Why Ryan Gosling makes me want to write Mrs. Danielle Gosling over and over on my notebook in girly cursive.
Last night, I had the great pleasure of attending The Reeler’s special screening of Anna Boden and Ryan Fleck’s film HALF NELSON. (Thanks Stu!) The film is just astonishingly good. Perhaps, dare I say it, GREAT??? It has been receiving much hype and accolades on the indie blogosphere. Indiewire reported that at Sundance, the film
was the overwhelming favorite among a group of 50 members of the media — reviewers and writers — who were surveyed this week by indieWIRE. The poll included top film critics and journalists who write for an array of U.S. newspapers, magazines and publications.
To write of the plot undermines the power of the film, which is a richly detailed portrait of humanity more than a story about two people.
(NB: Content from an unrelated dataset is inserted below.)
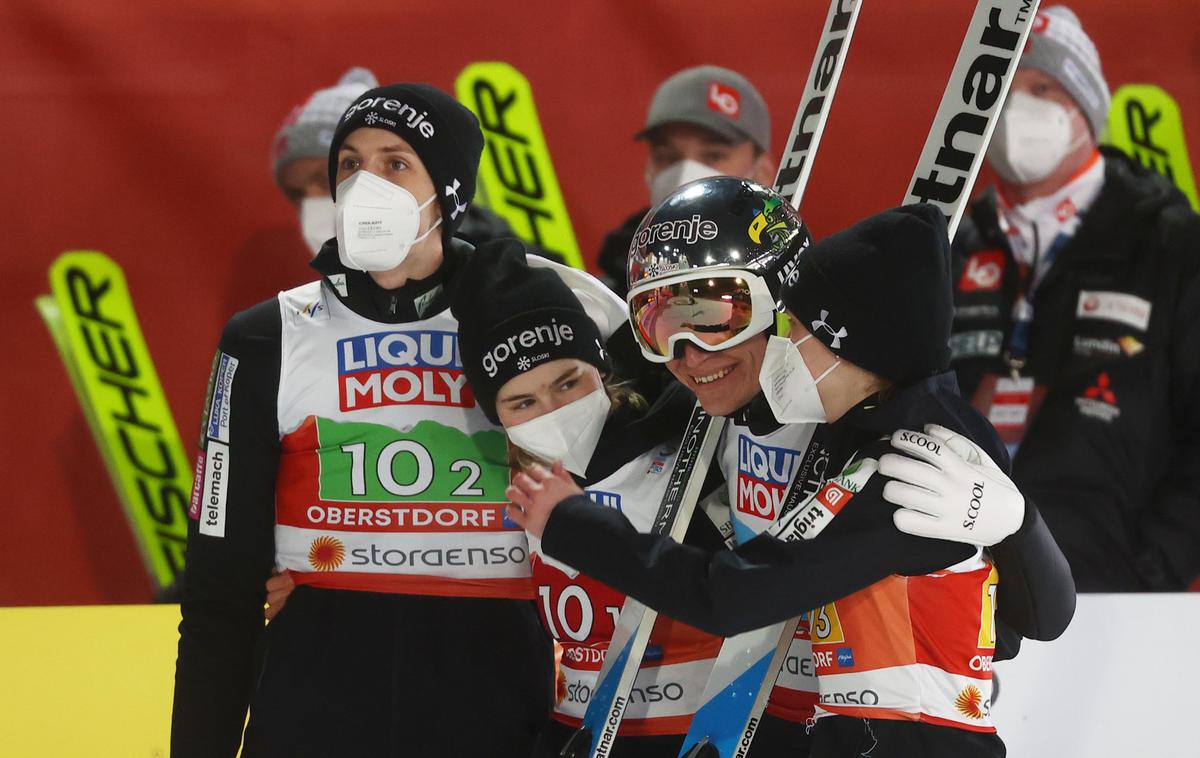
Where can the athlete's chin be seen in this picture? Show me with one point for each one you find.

The narrative skeleton — a drug-addicted history teacher and basketball coach (Ryan Gosling, with whom I am now enamored) strikes up a (wince) “unlikely friendship” with his troubled young student Drey (Shareeka Epps, who the directors found at an open casting in Brooklyn), This, unfortunately, conjures up a mental amalgam of unremarkable, sappy Disney films. Yet, please move beyond these associations and give this film a chance. Every character is so unique, so layered, so beautiful and weak and strong and troubled, and every detail is so remarkably crafted that I fail to comprehend how such reality was written on a laptop. It is magical how the script — such a great script — was given so much life onscreen, and how naturally the actors embody these characters. I have seen strong films recently — the other Sundance hit, Quincineara, among them. Good as that was, this movie makes it seem average. What I loved most about HALF NELSON, I think, is the humor. It is actually incredibly funny; a rare thing in a movie this intense and dark. In fact, the whole thing ends with a joke that is simultaneously so funny and hopeful and incredibly sad; one wants to laugh and cry at the same time, much like at the end of Fellini’s NIGHTS OF CABIRIA, one of my favorite films. It is this enduring hope, even in the worst of conditions, that makes both of these films so powerful. Contrary to the opinion of one provocative British fellow in the audience, HALF NELSON is not a film of hopelessness and misery, but rather, that enduring, sometimes foolish aspect of the human condition — the ability to find that kernel of goodness in the darkest of places. The savvy people at ThinkFilm have smartly snatched this gem up for distribution. I BEG you to see it.